Radu Jude kontynuował swoje dochodzenia, które są również prowokacjami, nie zatrzymując się ani na sekundę. Każde bardziej przejrzyste od poprzedniego. Po satyrze na nasze złe samopoczucie, która jest również parodią kultury pracy, która nas podporządkowuje, Don't Expect Too Much from the End of the World (2023), nastąpiła niepokojąca i niezwykle fascynująca instalacja Sleep #2, złożona z ujęć z kamery internetowej grobu Andy'ego Warhola (2014). A zaraz po niej cud Eight Postcards from Utopia (2024), film złożony wyłącznie z obrazów z reklam telewizyjnych z czasów reżimu Nicolae Ceausescu. „Mówi się, że kino jest sztuką teraźniejszości. Ale czym jest teraźniejszość? Obraz archiwalny, który służy do tworzenia czegoś nowego, nie jest tylko reliktem, jest również aktualny, jest również obecny. W rzeczywistości, jak utrzymywał Walter Benjamin, teraźniejszość i przeszłość można postrzegać jako dwa lustra odbijające się nawzajem”, mówi Jude, aby się wytłumaczyć i wyjaśnić nam moment swojego kina, a ogólniej kina, całego siebie.

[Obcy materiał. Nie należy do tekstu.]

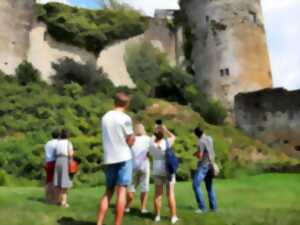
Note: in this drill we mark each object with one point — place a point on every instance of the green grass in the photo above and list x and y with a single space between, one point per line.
270 199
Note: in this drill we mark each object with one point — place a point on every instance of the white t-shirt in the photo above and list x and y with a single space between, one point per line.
64 147
50 148
140 150
158 152
116 126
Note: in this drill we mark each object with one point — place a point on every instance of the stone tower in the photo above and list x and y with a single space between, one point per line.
16 17
230 53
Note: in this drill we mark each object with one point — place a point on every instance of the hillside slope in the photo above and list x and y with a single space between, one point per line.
29 113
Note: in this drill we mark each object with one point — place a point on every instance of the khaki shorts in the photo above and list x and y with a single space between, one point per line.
161 180
142 179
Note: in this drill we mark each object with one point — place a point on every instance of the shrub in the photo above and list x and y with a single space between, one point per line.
87 75
144 64
4 178
73 90
26 73
91 29
138 102
216 113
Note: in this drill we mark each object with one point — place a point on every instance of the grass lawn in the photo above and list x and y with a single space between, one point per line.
270 199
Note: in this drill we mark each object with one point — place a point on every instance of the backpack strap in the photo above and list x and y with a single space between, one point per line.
167 143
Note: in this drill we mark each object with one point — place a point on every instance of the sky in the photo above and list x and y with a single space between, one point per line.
282 20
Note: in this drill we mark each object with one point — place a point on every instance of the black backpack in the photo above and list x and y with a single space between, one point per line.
172 162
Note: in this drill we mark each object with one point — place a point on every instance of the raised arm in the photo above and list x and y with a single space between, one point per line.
169 134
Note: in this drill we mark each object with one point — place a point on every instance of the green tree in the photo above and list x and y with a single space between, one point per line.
91 78
26 73
216 113
73 90
144 64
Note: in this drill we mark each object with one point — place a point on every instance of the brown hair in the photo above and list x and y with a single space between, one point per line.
121 99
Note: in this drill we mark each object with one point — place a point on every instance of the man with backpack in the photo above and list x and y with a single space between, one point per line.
118 137
206 171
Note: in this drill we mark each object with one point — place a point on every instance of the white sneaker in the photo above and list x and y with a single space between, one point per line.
174 219
144 211
127 210
157 219
198 211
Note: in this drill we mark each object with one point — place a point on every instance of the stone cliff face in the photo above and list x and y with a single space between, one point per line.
230 53
16 17
23 38
272 115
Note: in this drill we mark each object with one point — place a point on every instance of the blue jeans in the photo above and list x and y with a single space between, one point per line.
118 174
204 173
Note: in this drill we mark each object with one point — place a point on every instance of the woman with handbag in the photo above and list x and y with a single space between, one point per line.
158 149
64 155
206 171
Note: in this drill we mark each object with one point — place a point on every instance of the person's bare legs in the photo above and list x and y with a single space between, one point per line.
120 205
144 197
47 193
130 197
52 193
171 200
64 197
157 199
103 205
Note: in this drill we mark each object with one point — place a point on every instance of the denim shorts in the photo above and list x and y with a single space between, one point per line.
118 174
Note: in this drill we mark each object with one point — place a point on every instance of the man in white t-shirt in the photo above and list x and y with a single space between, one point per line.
141 168
118 137
50 148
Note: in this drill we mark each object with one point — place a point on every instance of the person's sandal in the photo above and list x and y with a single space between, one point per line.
65 205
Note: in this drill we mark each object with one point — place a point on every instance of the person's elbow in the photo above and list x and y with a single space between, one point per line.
130 140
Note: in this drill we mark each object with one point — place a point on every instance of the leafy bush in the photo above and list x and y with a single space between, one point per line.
138 102
4 179
73 90
91 29
26 73
155 77
144 64
87 75
216 113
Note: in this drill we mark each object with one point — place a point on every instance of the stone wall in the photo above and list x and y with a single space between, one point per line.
44 50
16 17
23 38
230 52
271 115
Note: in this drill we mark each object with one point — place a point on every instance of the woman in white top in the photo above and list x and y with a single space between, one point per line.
158 149
141 168
64 152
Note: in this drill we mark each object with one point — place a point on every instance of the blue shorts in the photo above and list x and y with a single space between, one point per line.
118 174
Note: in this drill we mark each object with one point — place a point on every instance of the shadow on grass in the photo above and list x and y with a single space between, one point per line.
37 199
137 213
71 221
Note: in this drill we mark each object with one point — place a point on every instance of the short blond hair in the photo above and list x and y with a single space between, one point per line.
139 129
121 99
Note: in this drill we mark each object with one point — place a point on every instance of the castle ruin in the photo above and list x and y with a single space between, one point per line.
230 53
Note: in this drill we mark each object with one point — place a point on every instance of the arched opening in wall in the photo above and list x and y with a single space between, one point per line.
207 19
270 74
225 72
253 16
297 148
286 142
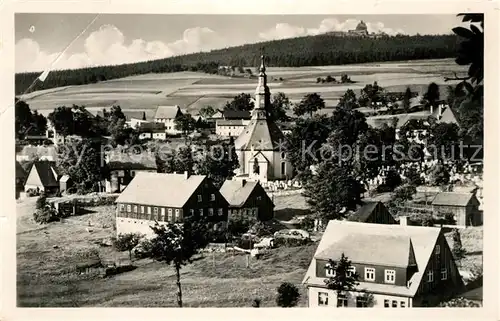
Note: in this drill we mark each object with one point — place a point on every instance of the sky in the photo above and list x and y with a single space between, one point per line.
124 38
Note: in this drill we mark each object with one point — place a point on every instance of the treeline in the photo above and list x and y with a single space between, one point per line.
303 51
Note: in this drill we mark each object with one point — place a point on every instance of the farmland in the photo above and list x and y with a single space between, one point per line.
193 90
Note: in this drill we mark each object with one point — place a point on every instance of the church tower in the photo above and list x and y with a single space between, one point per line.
260 146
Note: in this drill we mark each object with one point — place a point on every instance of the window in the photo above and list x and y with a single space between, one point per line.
342 301
390 276
430 276
330 271
322 298
444 274
361 302
369 274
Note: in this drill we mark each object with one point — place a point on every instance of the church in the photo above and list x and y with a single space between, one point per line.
261 145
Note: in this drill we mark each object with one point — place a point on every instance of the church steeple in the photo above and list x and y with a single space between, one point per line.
262 93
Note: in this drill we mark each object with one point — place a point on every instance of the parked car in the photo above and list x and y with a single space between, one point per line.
266 242
293 234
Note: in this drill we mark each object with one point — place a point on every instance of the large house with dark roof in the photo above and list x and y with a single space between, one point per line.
398 266
168 198
167 116
372 212
463 206
247 199
43 176
260 145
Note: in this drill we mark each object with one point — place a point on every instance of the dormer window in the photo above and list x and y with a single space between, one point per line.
330 271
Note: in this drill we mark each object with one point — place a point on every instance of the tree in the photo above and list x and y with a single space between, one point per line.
219 163
81 160
432 94
177 244
332 191
279 105
288 295
309 104
207 112
127 242
240 102
348 100
406 99
457 250
343 279
185 123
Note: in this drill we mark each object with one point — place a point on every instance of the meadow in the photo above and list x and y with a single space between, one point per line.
194 90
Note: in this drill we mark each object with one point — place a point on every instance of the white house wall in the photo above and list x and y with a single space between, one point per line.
378 299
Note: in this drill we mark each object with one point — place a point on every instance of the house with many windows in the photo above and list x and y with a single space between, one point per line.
247 199
399 266
168 198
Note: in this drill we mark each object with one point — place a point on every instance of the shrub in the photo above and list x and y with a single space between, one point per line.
288 295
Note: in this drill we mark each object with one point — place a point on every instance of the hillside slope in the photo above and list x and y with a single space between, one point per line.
304 51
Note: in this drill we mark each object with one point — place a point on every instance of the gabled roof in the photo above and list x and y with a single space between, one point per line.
453 199
236 192
260 133
236 114
20 172
158 189
347 234
364 212
167 112
47 172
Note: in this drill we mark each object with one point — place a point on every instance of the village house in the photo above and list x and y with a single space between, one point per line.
463 206
259 147
398 266
372 212
167 116
247 199
168 198
43 176
124 166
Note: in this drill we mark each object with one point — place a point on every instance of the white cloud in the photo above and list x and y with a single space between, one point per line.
108 46
285 30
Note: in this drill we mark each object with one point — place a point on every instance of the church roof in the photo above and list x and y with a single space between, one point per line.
261 133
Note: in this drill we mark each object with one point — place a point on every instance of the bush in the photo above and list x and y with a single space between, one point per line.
288 295
290 242
45 215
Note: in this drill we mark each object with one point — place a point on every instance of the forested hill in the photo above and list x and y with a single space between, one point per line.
304 51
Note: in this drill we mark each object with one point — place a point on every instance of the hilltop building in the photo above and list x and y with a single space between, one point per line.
259 146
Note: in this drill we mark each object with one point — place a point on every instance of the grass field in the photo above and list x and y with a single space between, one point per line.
193 90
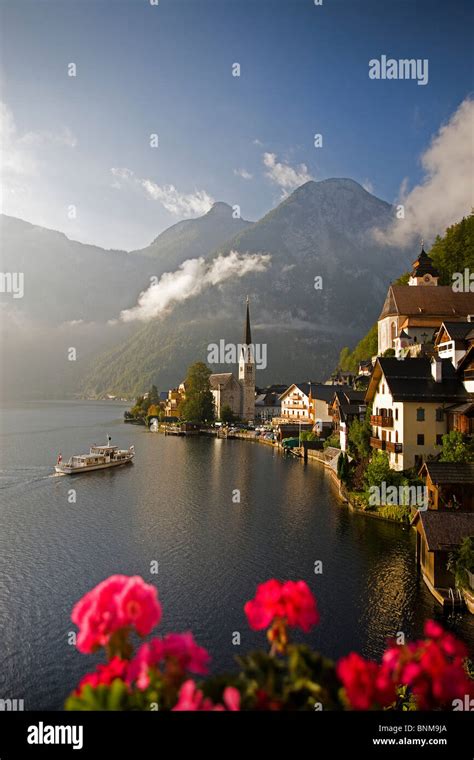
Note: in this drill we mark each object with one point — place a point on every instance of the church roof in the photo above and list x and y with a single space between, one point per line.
220 378
247 333
440 301
424 265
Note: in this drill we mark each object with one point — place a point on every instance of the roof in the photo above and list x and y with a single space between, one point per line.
318 390
458 330
445 531
435 300
424 265
411 380
221 378
449 472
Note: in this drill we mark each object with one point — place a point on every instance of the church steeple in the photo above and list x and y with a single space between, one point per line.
247 333
424 272
247 371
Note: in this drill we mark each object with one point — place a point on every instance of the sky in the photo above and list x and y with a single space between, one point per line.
77 153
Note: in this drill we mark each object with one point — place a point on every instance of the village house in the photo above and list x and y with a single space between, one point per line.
308 402
347 405
410 399
450 485
438 533
412 314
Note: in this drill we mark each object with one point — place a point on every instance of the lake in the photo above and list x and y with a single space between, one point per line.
175 506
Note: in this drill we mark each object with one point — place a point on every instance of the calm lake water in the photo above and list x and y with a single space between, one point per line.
174 506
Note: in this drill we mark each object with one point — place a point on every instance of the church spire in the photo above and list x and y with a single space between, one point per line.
247 333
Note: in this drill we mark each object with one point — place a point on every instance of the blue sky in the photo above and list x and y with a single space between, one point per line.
167 69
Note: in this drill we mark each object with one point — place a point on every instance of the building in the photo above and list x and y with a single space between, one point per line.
347 405
418 309
453 339
226 391
268 403
437 535
239 394
309 403
450 485
410 399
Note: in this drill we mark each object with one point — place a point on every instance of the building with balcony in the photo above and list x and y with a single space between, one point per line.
411 399
347 405
413 313
308 403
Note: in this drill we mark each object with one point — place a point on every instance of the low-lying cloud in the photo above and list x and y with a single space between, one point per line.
177 203
192 277
445 194
282 174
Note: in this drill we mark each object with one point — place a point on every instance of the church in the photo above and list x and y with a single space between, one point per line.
413 313
238 394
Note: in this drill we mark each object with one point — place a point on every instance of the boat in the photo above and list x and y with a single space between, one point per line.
98 458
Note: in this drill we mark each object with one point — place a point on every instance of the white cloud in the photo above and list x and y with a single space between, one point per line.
177 203
192 277
20 157
284 175
446 192
243 173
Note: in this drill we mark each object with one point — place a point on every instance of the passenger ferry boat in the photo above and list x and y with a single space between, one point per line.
98 458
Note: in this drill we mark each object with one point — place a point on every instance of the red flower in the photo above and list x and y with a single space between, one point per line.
367 684
291 602
105 674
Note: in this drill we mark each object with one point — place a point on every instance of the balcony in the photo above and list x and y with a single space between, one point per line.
391 446
381 420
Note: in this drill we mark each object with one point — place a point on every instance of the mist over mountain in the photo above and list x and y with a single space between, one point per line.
323 229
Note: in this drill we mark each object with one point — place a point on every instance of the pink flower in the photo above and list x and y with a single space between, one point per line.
367 684
292 602
117 602
190 698
180 648
104 674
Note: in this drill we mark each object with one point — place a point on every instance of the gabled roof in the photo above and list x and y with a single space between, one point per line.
445 531
318 390
440 301
411 380
449 472
220 378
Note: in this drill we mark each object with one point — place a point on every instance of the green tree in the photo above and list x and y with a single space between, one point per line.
154 396
456 448
358 437
199 403
378 470
227 415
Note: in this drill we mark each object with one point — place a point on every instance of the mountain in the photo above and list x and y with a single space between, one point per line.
195 237
323 229
72 290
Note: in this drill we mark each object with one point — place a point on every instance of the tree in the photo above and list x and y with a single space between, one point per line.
456 448
227 415
199 403
378 470
154 396
358 437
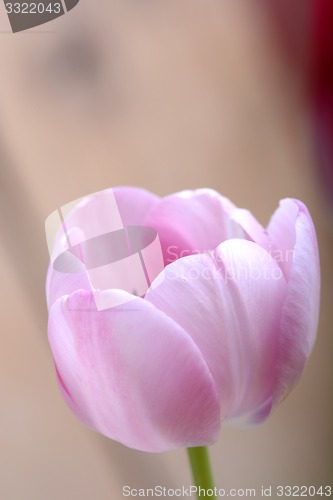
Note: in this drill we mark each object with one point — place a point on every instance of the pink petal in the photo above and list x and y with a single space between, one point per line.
230 302
252 229
92 217
292 228
281 232
190 222
133 374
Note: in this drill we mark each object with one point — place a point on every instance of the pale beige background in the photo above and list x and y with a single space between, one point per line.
163 95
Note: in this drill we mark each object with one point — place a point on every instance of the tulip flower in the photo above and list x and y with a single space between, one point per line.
222 333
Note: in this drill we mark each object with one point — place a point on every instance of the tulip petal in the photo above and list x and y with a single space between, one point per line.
230 302
292 230
90 217
132 373
190 222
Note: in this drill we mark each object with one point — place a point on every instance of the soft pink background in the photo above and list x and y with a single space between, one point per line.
167 96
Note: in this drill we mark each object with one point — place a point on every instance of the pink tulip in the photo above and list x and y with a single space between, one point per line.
223 336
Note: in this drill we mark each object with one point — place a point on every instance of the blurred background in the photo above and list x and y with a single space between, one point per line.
235 95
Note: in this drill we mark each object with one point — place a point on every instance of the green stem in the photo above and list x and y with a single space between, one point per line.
201 471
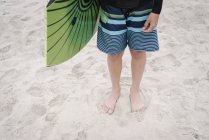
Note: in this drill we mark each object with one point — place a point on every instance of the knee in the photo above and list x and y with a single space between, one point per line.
115 57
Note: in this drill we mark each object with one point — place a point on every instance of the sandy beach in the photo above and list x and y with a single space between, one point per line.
61 102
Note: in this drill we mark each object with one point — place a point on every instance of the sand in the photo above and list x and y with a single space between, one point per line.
60 102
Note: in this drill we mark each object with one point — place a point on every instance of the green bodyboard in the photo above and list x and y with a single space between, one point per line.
70 24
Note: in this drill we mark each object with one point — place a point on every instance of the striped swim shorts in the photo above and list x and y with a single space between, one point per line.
116 30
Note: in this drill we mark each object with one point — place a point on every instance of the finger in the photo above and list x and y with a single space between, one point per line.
150 29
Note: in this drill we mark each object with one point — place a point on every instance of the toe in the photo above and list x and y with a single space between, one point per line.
110 111
105 108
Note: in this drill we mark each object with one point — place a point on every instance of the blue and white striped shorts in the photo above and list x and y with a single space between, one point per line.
116 30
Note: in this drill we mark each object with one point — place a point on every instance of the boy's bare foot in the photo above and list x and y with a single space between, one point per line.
110 103
136 100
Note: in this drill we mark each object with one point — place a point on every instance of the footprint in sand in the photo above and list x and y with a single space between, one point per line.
81 135
38 109
35 91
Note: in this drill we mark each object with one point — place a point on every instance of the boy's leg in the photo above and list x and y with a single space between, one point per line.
111 39
138 62
115 67
139 43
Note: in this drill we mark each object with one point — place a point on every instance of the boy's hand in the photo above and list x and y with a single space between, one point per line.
151 22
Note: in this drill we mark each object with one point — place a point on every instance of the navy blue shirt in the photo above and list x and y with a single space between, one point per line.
157 4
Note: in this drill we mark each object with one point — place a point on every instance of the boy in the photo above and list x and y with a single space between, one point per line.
132 23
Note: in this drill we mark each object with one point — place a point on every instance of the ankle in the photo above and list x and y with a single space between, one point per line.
134 89
116 88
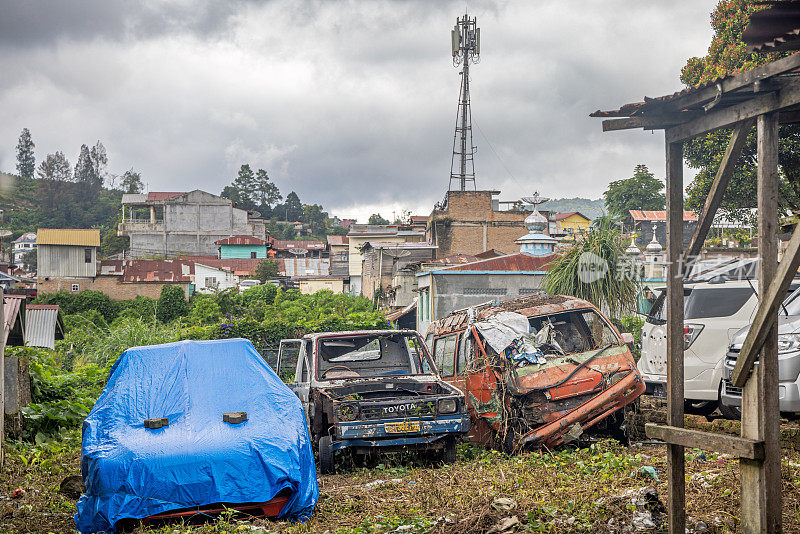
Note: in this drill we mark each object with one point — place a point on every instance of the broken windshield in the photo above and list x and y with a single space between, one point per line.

- W którym momencie, Twoim zdaniem, znajduje się kino?
- Kino zawsze było uważane za ocean, w którym spotykają się różne rzeki: rzeka fotografii, rzeka literatury, rzeka muzyki... Ale tak naprawdę kino jest w kryzysie, ponieważ w dużej mierze przestało reprezentować życie. Tak, istnieje kino widowiskowe, kino superbohaterskie, ale to coś innego. Teraz myślę, że w filmie TikTok jest więcej kina niż w wielu nakręconych filmach, a na pewno nie w filmach o superbohaterach. To kino, ponieważ wyjaśnia świat... Jest inscenizacja, jest rytm... Jest nawet lepsze niż Godard.
„Chcę po prostu iść pod prąd” – to hasło przewodnie i bez wątpienia Radu Jude to najlepsza nagroda, jaką Cinema Jove może obecnie przyznać.